Consider these ways parents can help their children build social skills.
Name emotions: Naming emotions is an important part of learning how to regulate them. If your children don’t understand what emotions they’re experiencing, they may be confused or upset by how they feel and that could amplify the feelings and make it more difficult to regulate the emotions.
Talk with your children about your own feelings, or the feelings of characters in books, to help them learn to identify emotions and appropriate ways to address those feelings. For example, “I’m sad, but I know a hug will help me feel better,” or “I’m mad and that’s OK. It’s not OK to hit, but I can punch a pillow or stomp my feet to get the feelings out of my body.” As a family, try practicing some simple emotion regulation strategies like deep breathing. To help younger children breathe deep, hold up two fingers and ask them to smell the flower as they inhale (one finger) and blow out the candle as they exhale (the other).
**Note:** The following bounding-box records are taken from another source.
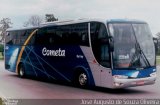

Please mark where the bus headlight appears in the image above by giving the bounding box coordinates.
[113,75,128,79]
[150,72,157,77]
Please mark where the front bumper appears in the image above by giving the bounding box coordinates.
[113,76,156,88]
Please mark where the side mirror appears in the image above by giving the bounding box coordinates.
[108,36,114,52]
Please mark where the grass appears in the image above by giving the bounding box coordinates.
[156,56,160,65]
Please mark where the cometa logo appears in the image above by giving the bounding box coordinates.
[42,47,65,56]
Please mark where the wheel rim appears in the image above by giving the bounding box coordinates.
[79,73,87,86]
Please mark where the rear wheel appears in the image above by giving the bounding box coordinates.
[76,71,88,87]
[18,64,25,78]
Play with other children: Play gives children an opportunity to freely express their emotions and thoughts, work out feelings and explore relationships in a safe, lighthearted way. If you feel comfortable and can follow health and safety guidelines, visit a playground or set up play dates with other children of similar ages then take a step back to let the children play together. If your children aren’t ready to play with others, allow them to stay close to you until they feel ready to join the other children.
Once the children are playing together, observe their interactions and talk with your children (in the moment or later) about how they felt. If they had fun, ask what they enjoyed. If disagreements or awkward moments came up, help your children problem-solve ways they could address those situations next time.
“Most importantly, remember children of all ages have an incredible capacity for resiliency,” Banta said. “Just knowing they have a steady base to return to, a safe place where they’re loved and appreciated for who they are, can give children the courage they need to face the challenge of a new or uncertain social situation with self-confidence and courage.”